Go to your Google Sheets home screen, find the new sheet foo and look at it. You should see some iris data in the worksheets named edit_cells and add_row.

Note how we always store the returned value from gs_edit_cells() (and all other sheet editing functions). That's because the registration info changes whenever we edit the sheet and we re-register it inside these functions, so this idiom will help you make sequential edits and queries to the same sheet.

Read the function documentation for gs_edit_cells() for how to specify where the data goes, via an anchor cell, and in which direction, via the shape of the input or the byrow = argument.

Delete sheets

Let's clean up by deleting the foo spreadsheet we've been playing with.

gs_delete(foo)

If you'd rather specify sheets for deletion by title, look at gs_grepdel() and gs_vecdel(). These functions also allow the deletion of multiple sheets at once.

Upload delimited files or Excel workbooks

Here's how we can create a new spreadsheet from a suitable local file. First, we'll write then upload a comma-delimited excerpt from the iris data.

iris %>%
  head(5) %>%
  write.csv("iris.csv", row.names = FALSE)
iris_ss <- gs_upload("iris.csv")
iris_ss
iris_ss %>% gs_read()
file.remove("iris.csv")

Now we'll upload a multi-sheet Excel workbook. Slowly.

gap_xlsx <- gs_upload(system.file("mini-gap.xlsx", package = "googlesheets"))
gap_xlsx
gap_xlsx %>% gs_read(ws = "Asia")

And we clean up after ourselves on Google Drive.

gs_vecdel(c("iris", "mini-gap"))
## achieves same as:
## gs_delete(iris_ss)
## gs_delete(gap_xlsx)

Download sheets as csv, pdf, or xlsx file

You can download a Google Sheet as a csv, pdf, or xlsx file. Downloading the spreadsheet as a csv file will export the first worksheet (default) unless another worksheet is specified.

gs_title("Gapminder") %>%
  gs_download(ws = "Africa", to = "gapminder-africa.csv")
## is it there? yes!
read.csv("gapminder-africa.csv") %>% head()

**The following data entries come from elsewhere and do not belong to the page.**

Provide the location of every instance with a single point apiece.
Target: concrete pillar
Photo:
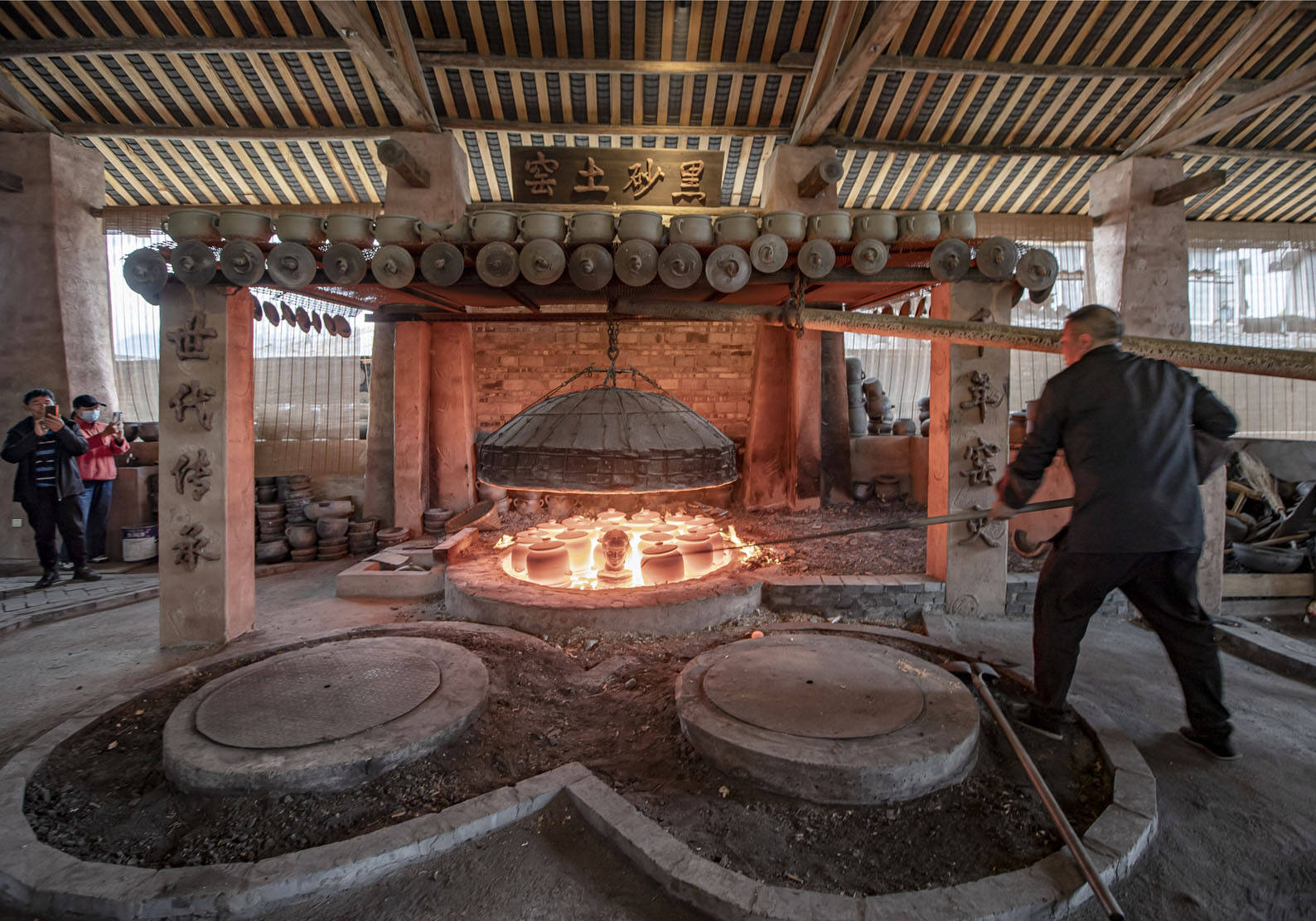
(411, 425)
(433, 376)
(969, 448)
(1140, 254)
(207, 490)
(783, 450)
(57, 286)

Download the entire spreadsheet as an Excel workbook.

gs_title("Gapminder") %>% 
  gs_download(to = "gapminder.xlsx")

Go check it out in Excel, if you wish!

And now we clean up the downloaded files.

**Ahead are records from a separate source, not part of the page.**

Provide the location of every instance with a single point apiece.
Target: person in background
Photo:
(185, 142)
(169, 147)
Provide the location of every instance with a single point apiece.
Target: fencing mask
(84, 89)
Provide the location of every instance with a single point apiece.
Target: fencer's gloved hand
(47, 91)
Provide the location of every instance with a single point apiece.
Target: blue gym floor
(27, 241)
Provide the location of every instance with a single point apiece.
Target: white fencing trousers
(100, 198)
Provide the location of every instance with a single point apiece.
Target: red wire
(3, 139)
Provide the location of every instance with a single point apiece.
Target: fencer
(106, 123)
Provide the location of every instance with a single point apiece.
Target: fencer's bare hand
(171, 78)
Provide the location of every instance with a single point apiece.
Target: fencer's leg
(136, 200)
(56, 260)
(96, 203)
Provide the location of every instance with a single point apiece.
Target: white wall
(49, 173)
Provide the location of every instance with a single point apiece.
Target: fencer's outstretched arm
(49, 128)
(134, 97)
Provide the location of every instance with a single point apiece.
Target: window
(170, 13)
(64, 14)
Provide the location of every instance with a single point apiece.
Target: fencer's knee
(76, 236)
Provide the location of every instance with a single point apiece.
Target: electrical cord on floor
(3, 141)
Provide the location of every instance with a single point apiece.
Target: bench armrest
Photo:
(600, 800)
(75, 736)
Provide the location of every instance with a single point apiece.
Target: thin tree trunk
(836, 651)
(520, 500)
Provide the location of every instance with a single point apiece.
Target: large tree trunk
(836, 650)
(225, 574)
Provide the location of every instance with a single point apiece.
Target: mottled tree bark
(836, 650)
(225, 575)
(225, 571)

file.remove(c("gapminder.xlsx", "gapminder-africa.csv"))

Authorization using OAuth2

If you use a function that requires authentication, it will be auto-triggered. But you can also initiate the process explicitly if you wish, like so:

# Give googlesheets permission to access your spreadsheets and google drive
gs_auth() 

Use gs_auth(new_user = TRUE), to force the process to begin anew. Otherwise, the credentials left behind will be used to refresh your access token as needed.

The function gs_user() will print and return some information about the current authenticated user and session.

user_session_info <- gs_user()
#> No authorization yet in this session!
#> NOTE: a .httr-oauth file exists in current working directory.
#>  Run gs_auth() to use the credentials cached in .httr-oauth for this session.
#> No user currently authorized.
user_session_info
#> NULL

“Old” Google Sheets

In March 2014 Google introduced “new” Sheets. “New” Sheets and “old” sheets behave quite differently with respect to access via API and present a big headache for us. Recently, we've noted that Google is forcibly converting sheets: all “old” Sheets will be switched over the “new” sheets during 2015. However there are still “old” sheets lying around, so we've made some effort to support them, when it's easy to do so. But keep your expectations low.

In particular, gs_read_csv() does not currently work for “old” sheets.